I know I'm going to sound like I'm defending the NCAA, but I assure you that's not my intent.  With that, since non-revenue/non-profit generating college sports (i.e. women's basketball) are subsidized by those that do make revenue/profit, it seems to would be best to focus your effort on maximizing said revenue/profit from men's basketball.  That way, more money can be utilized for women's basketball. 

ZooWolverine

April 28th, 2021 at 3:50 PM ^

I was confused by the statement initially, but interpreted Brian's "not by the way the NCAA reckons its value publicly" as meaning exactly what you're saying.

If the NCAA truly believes what it says, (sports are not played for profit, and it doesn't pay the players because they don't produce value, the schools produce value), then spending much more on male sports than female sports doesn't make sense. Of course, even if you're cynical and accept that more money would be spent on men's basketball vs women's, it still makes no sense to spend more on baseball than softball.

matty blue

April 29th, 2021 at 6:23 AM ^

i think you can make that case in terms of tv contracts, NIL rights, and media coverage.  i think it’s much, much harder to do it in terms of facilities.  these are (ostensibly) non-profit educational institutions that receive federal funds, engaging in an extra-curricular, institutionally-advocated and -sponsored activity. suggesting that the athletes get at least in the same zip code of similar treatment when they play and train is a squint-free activity.

wile_e8

April 28th, 2021 at 1:15 PM ^

Raj's evidence is there are approximately* zero instances of the phrase "bucket list" in popular lexicon before the movie came out. But I feel like the idea of "things I want to do before I die" has existed much longer than that, but no one used the specific phrase "bucket list" to describe it until the movie. 

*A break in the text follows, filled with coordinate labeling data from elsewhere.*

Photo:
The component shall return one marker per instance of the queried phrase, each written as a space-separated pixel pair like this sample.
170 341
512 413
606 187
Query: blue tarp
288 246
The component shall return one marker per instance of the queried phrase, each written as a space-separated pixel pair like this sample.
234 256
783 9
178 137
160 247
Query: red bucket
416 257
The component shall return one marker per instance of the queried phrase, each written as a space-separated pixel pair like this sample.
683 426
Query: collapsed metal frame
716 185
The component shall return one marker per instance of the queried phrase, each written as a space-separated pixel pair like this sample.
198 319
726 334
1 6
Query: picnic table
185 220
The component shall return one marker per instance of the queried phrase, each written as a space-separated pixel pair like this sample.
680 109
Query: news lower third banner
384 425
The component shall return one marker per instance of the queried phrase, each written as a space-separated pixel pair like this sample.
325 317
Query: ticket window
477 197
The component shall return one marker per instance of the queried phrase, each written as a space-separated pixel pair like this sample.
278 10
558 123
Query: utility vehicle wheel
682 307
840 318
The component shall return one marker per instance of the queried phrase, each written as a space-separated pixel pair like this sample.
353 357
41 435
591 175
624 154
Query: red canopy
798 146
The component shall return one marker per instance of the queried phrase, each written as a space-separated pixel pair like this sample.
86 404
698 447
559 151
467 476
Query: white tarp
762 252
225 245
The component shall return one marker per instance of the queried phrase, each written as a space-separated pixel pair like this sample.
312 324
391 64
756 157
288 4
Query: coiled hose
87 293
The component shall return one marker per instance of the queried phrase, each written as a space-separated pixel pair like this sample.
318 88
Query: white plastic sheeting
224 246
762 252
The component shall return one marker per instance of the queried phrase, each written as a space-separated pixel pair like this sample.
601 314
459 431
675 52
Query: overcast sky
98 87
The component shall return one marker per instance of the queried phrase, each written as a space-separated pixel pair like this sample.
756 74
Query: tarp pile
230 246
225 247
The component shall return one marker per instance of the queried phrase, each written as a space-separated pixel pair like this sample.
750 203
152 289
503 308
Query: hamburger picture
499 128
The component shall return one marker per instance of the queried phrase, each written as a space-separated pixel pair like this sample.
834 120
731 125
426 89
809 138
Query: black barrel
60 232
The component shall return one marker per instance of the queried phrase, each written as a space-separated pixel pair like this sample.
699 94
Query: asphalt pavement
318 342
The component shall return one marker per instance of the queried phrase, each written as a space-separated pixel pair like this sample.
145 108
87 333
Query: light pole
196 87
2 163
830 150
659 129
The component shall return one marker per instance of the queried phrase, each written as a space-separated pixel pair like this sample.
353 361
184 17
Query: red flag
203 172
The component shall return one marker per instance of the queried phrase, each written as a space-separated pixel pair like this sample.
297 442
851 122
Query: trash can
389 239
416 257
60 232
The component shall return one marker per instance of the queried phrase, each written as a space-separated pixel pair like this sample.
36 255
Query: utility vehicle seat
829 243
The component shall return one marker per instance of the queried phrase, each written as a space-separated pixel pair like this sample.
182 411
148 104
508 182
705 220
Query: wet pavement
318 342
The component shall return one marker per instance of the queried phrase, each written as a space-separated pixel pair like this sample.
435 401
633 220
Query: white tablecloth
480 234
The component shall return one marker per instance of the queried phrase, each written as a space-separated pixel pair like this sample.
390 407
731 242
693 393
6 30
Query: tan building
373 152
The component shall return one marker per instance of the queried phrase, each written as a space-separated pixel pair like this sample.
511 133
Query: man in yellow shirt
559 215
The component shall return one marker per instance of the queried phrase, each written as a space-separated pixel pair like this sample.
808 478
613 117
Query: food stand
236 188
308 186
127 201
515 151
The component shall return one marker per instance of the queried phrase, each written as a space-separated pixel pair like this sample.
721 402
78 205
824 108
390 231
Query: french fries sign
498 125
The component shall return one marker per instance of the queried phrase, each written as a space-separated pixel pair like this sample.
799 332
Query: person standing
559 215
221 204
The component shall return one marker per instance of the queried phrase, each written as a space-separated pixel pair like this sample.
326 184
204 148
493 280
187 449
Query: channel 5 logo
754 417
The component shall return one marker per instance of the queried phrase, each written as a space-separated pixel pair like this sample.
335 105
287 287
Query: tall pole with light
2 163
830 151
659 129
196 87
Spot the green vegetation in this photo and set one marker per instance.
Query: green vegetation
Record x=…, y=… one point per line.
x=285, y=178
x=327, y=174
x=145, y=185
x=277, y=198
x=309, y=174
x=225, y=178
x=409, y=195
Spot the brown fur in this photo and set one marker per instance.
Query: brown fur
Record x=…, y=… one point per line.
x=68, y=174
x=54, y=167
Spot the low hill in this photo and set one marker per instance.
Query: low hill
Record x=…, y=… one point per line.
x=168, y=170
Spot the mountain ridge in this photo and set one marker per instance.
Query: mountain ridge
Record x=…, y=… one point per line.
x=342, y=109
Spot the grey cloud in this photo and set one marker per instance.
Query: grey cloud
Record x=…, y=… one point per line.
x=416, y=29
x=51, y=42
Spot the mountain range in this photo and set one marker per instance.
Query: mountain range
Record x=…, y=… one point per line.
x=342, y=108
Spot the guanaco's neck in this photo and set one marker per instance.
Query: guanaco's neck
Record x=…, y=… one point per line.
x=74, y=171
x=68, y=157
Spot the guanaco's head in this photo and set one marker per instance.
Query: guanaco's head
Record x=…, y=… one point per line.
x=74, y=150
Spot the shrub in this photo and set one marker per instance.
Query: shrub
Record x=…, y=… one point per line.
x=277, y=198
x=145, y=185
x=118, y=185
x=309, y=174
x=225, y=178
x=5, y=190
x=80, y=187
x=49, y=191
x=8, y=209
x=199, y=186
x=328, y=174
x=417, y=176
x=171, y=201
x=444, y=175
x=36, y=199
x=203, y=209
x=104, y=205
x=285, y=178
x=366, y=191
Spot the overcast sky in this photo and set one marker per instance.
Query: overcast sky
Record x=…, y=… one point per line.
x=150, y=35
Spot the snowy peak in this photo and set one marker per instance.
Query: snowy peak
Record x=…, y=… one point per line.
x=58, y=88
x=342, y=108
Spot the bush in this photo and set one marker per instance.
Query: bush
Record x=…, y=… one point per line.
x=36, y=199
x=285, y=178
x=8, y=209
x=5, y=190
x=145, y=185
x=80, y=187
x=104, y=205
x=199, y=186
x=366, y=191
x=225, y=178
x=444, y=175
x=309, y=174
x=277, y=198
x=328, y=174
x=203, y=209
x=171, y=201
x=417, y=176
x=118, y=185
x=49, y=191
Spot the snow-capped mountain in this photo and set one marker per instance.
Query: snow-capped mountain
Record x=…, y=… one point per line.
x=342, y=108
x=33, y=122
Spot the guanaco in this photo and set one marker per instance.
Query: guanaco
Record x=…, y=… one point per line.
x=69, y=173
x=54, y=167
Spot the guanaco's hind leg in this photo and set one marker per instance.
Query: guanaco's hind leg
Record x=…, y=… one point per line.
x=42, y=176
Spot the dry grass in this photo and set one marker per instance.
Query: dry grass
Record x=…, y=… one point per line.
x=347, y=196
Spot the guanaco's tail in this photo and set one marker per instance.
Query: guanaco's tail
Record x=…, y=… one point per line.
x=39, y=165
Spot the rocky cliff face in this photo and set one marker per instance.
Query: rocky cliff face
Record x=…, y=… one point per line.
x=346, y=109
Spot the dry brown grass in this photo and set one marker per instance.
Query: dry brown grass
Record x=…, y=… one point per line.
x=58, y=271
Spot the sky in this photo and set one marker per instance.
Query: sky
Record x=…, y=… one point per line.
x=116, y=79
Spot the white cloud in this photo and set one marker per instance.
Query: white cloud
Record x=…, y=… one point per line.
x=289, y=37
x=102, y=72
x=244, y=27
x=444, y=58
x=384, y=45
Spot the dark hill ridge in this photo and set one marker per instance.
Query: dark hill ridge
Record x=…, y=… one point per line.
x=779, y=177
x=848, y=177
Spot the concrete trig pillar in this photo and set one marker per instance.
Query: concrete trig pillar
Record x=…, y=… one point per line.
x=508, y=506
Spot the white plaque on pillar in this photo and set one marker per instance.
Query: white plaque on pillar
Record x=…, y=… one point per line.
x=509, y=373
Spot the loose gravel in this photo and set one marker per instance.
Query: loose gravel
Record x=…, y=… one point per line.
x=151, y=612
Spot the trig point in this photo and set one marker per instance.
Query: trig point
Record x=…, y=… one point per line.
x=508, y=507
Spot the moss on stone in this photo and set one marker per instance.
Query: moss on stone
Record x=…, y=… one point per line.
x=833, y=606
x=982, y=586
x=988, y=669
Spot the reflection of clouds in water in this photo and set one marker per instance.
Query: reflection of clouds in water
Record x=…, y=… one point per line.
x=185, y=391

*If you try hard enough you can probably find some obscure person who used it once or twice, but it didn't become a common phrase until the movie

lhglrkwg

April 28th, 2021 at 11:49 AM ^

Yeah I can't tell if it's a joke I'm missing or not. "Bucket list" was around wayyyy before 2007 but the internet is making me feel like I'm crazy because searching for the origin of the term leads to multiple articles about how the movie popularized it. I'm an 80s kid and I've definitely been using that term most of my life

bronxblue

April 28th, 2021 at 10:24 AM ^

Reading about the month-plus college basketball players spent in the bubble and everything they had to deal with sounded rough; I think we all sort of forgot/didn't notice just how hard it must have been to be that restricted in your behavior.  Credit to them for doing as well as they did.

It's crazy to me that the facilities for softball are so bad at the championships.  Like, bathrooms and lockerrooms seems pretty standard for stadiums by this point, and especially when you know you're going to have a ton of people using it for a prestigious event you figure you'd improve the facilities.